UD researchers involved in the work include Blenner, Solomon and LaShanda Korley, who directs the Center for Plastics Innovation, an Energy Frontier Research Center established at UD with support from the U.S. Department of Energy. Blenner noted that Solomon remains a key collaborator in the work and that his novel computational methods and genetic engineering techniques will help the team understand how plastics are being modified by individual microbes, the microbial community and the worms. Korley’s support will provide needed technical expertise to understand plastic analytics.

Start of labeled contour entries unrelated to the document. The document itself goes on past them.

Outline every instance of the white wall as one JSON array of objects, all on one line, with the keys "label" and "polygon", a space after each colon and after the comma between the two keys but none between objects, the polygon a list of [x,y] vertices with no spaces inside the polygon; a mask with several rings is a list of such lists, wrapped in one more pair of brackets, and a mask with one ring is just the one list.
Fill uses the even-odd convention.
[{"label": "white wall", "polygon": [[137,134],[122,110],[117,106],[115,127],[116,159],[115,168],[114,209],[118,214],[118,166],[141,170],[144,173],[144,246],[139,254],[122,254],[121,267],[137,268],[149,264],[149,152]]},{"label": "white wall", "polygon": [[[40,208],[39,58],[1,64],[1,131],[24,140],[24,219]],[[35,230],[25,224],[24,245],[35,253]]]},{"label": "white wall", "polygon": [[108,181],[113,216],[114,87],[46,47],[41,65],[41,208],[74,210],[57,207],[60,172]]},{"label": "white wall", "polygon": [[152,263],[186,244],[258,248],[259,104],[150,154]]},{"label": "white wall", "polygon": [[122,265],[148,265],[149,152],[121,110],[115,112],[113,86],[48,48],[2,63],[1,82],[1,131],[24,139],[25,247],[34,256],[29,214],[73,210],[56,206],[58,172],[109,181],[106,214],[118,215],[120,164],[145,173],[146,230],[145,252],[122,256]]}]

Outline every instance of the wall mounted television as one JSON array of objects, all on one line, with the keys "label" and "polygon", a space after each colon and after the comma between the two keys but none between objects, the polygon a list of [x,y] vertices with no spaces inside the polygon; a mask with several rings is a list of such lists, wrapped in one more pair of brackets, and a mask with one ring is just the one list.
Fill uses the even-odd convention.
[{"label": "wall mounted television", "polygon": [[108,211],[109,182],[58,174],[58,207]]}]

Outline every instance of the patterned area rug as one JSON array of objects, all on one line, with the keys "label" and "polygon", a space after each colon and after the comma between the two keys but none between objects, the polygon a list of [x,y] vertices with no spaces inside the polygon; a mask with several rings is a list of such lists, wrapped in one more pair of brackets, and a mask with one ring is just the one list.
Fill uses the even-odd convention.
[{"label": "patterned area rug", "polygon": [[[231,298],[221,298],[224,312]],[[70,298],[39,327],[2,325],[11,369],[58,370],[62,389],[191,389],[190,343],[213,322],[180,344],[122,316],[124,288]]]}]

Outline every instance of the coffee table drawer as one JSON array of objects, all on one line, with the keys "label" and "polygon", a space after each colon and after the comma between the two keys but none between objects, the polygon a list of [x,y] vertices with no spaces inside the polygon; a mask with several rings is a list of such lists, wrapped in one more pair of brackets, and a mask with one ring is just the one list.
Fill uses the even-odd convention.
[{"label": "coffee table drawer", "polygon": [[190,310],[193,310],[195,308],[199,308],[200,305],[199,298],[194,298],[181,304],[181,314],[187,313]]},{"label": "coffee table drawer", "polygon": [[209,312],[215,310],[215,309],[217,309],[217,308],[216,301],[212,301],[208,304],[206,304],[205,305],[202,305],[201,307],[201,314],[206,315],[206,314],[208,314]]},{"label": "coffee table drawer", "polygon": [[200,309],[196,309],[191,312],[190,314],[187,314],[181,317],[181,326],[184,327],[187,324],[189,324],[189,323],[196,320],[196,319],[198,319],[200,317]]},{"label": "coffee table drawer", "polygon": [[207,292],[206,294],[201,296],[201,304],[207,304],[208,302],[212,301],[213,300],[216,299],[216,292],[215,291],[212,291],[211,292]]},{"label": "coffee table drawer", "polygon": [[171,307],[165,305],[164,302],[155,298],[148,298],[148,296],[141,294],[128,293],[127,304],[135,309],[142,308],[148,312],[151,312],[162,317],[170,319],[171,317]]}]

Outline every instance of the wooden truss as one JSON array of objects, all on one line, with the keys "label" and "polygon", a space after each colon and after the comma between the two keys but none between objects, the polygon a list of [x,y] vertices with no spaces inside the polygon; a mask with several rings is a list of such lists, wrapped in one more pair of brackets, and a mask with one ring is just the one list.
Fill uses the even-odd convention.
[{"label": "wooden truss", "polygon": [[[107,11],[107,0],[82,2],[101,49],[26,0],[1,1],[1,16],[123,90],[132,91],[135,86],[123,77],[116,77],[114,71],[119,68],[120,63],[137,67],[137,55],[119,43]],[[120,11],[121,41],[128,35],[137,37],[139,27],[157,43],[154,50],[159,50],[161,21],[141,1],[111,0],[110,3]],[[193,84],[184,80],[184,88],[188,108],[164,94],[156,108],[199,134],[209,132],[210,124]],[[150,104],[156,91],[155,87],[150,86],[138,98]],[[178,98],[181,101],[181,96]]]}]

All of this will enable Blenner to focus on ways to develop and deploy these genetic engineering tools in non-model systems.

The research team also hopes to engineer microbes that don’t naturally degrade plastics to become capable of doing so, by giving them the tools and genes that are missing. To get there, Oak Ridge National Laboratory’s Carrie Eckert, synthetic biology group leader, Adam Guss, genetic and metabolic engineer, and William Alexander, associate research and development staff scientist, will contribute expertise in identifying bacterial defense systems that make it harder for organisms to be genetically modified and in developing workflows to help engineer around them.

If successful, the team’s overall approach can help support a circular plastics economy, while reducing carbon dioxide emissions and dependency on petroleum.

“We tried to focus on some of the harder plastics from a biological perspective to degrade, plastics that we don’t recycle very well right now … that mechanical recycling can’t feasibly handle and where chemical recycling hasn’t really gotten there yet,” said Blenner.